Advocate General Nils Wahl today supported luxury goods makers' ability to restrict the sale of their goods over third party platforms.
On the face of it this seems to run counter to an ever more restrictive view taken on onlines sales bans (i.e. that you can't have them) but this opinion does not depart from that strand of jurisprudence.
To understand the reasoning one has to look at the specific facts:
- the luxury goods manufacturers were operating a compliant selective distribution system;
- core to that was retaining the prestige value of the products;
- the restriction on authorised retailers was limited to sales over third party platforms such as Amazon or eBay, but did not extent to sales on the retailers' own online presence.
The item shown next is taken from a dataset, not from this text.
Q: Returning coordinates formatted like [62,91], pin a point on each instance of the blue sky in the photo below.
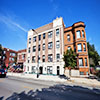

As a result, the Advocate General concluded that the restriction fell outside of Article 101 as it was part of a compliant selective distribution agreement. Even if it were caught by Article 101, it would benefit from an exemption under the Vertical Block Exemption (Regulation No 330/2010).
Key to his opinion is the question around whether such a third party ban is proporitionate to the other aims of the agreement (i.e. the selective distribution agreement) and, crucially, whether this is applied uniformily. The Advocate General believes so subject to the referring court confirming the factual matrix as applied to a traditional selective distribution analysis.
So a third party platform ban would still be questionable if some retailers were allowed to sell via third party platforms or if the quality standards or feel of retailers own online presence did not differ from third party platforms or otherwise departed from the quality criteria on which the selective distribution system was based.
Let's see whether the Court follows the Advocate General. If it does, the referring court (OLG Frankfurt/Main) will have to confirm whether the nature of the product does in fact lend itself to a selective distribution agreement and whether the manufacturer applied the restriction uniformly.